Though many patients with a diagnosis of breast cancer will survive, facing a life-threatening disease still accounts for marked distress and life disruption for patients. This is especially true in the early phase of diagnosis and treatment, but remains across the course of cancer trajectory and into long-term survivorship [55, 56].
Psychosocial distress has long been identified as a significant issue for patients diagnosed with cancer. Studies showed that although one third to 45% of cancer patients are affected by psychological problems [57, 58], fever than 10% are referred to psychosocial care . Clinically significant distress often goes unrecognized by medical staff members in clinical oncology settings [60, 61] and under-referred to mental health professionals . Physicians are often too pressed for time to adequately inquire about patient distress , and patients, already struggling with the stigma of a cancer diagnosis, do not spontaneously talk about their distress. If psychological problems in oncologic patients stay undetected, they may become compounded resulting in multiple chronic problems associated with poorer mental health. The presence of heightened distress is associated with a number of negative consequences, including greater non-adherence to treatment recommendations , poorer satisfaction with care , diminished adaptation to live with the disease , and poorer QOL across multiple domains . Many patients do not spontaneously disclose emotional difficulties during medical consultations . Therefore, clinicians need to elicit this information through the use of appropriate instruments. Screening for psychosocial problems may identify patients who require referral and/or further assessment and contribute towards a more effective oncology service [67, 68].

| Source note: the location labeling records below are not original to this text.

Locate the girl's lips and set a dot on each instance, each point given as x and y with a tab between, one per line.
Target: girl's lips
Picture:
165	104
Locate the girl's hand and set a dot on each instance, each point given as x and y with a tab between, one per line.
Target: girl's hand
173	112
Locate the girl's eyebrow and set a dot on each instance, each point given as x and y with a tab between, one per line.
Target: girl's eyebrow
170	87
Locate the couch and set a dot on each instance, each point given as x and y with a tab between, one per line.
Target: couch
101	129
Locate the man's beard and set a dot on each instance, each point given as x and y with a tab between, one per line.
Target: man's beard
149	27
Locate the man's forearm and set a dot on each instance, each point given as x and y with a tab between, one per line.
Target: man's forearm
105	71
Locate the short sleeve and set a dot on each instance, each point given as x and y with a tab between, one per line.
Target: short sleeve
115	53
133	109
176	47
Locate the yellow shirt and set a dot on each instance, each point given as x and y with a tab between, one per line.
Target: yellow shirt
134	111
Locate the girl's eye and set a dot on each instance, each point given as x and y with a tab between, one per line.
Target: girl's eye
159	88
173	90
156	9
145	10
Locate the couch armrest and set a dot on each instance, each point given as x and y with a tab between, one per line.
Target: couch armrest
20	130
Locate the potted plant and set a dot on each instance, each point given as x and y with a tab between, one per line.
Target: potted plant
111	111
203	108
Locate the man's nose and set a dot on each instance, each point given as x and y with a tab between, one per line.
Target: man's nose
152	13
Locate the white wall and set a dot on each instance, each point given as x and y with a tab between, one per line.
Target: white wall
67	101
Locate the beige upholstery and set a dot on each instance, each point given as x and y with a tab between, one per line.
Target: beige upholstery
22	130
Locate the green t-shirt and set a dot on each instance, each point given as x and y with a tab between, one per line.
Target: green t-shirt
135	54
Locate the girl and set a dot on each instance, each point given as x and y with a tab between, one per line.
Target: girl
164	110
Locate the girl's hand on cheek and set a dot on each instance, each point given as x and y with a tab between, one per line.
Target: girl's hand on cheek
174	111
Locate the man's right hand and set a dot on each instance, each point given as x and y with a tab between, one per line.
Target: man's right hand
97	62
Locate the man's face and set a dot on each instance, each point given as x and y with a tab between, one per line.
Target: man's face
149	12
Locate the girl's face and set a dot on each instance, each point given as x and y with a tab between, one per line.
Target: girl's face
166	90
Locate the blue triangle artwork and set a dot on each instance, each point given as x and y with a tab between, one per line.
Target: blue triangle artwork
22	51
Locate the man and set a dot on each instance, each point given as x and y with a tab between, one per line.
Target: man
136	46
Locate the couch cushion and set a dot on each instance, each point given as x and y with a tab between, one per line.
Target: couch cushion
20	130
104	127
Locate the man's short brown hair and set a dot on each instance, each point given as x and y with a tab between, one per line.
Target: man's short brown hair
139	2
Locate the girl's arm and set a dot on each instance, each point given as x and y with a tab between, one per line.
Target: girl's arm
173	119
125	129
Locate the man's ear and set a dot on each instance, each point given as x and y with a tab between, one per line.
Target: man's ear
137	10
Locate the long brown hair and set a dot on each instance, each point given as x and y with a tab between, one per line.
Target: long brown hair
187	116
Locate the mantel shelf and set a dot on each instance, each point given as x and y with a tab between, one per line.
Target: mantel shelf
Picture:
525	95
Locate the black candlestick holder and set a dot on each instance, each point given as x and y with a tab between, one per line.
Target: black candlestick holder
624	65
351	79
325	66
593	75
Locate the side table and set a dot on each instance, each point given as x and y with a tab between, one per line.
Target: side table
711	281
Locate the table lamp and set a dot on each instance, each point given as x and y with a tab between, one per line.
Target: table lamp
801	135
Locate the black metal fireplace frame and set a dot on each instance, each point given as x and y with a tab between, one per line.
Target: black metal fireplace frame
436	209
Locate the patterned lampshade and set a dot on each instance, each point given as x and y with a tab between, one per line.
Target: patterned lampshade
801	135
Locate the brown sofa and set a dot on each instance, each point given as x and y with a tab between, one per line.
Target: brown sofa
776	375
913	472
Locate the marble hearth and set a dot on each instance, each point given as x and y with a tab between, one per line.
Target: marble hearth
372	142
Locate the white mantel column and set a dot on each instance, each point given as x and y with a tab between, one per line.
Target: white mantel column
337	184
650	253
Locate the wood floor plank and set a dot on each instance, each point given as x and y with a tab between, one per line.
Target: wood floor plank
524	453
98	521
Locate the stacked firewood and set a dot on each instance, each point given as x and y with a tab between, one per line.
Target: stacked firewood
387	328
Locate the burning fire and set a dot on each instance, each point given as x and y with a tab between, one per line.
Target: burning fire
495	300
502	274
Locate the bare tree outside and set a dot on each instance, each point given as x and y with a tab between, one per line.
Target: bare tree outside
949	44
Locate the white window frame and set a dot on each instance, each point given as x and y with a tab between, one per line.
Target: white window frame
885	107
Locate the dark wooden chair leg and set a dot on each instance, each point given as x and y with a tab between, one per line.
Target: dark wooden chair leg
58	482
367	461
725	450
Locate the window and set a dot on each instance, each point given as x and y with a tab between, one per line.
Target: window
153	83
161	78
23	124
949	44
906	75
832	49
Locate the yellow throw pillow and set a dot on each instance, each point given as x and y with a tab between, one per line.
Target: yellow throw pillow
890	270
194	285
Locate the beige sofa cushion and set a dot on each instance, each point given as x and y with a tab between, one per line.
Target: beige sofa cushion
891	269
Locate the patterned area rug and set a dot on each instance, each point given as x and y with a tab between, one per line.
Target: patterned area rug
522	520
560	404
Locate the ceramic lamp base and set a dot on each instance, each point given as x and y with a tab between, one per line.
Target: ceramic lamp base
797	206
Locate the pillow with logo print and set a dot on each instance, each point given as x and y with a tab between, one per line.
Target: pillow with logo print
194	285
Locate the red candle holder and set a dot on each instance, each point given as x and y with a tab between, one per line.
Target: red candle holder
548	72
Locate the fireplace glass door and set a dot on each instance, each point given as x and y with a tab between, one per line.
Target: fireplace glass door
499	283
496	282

In a recent study by Meraner et al. , a screening tool for psychooncologic treatment needs in breast cancer patients was developed. Such screening tools can easily be integrated in QOL monitoring allowing an improved detection of patients needing referral to an psychooncologist. Identification of highly distressed patients is the sine qua non for adequate interventions comprising educational approach, training in coping skills, challenging unhelpful thoughts, relaxation training, or psychopharmacological interventions.
As the majority of breast cancer patients can be treated with curative intent and therefore live for extended periods of time, assessment of QOL is of high importance not only in patients under treatment and in follow-up but also in long-term survivors. Several well validated and internationally used breast cancer-specific QOL assessment instruments are available. Emerging software packages such as CHES facilitate data collection not only within clinical trials but enable easy implementation of QOL monitoring in various clinical settings including in- and outpatient units. Although staff burden is considered as low for establishing computerized QOL assessments, initial training of all medical staff members involved is essential to assure correct and detailed interpretation and use of individual patient QOL profiles. The implementation of computer-based QOL monitoring does not replace direct physician-patient communication but allows to identify specific impairments and symptoms including psychological problems. As a consequence, it may also improve multiprofessional cooperation and integrate different medical and psychological treatment strategies into one comprehensive therapeutic concept with its focus on the individual needs of each patient. Beyond clinical practice, QOL data can be used for research purposes and may help health care planners to determine those patient services that should be maintained or ones that should be developed.
The authors declare that they have no conflicts of interest.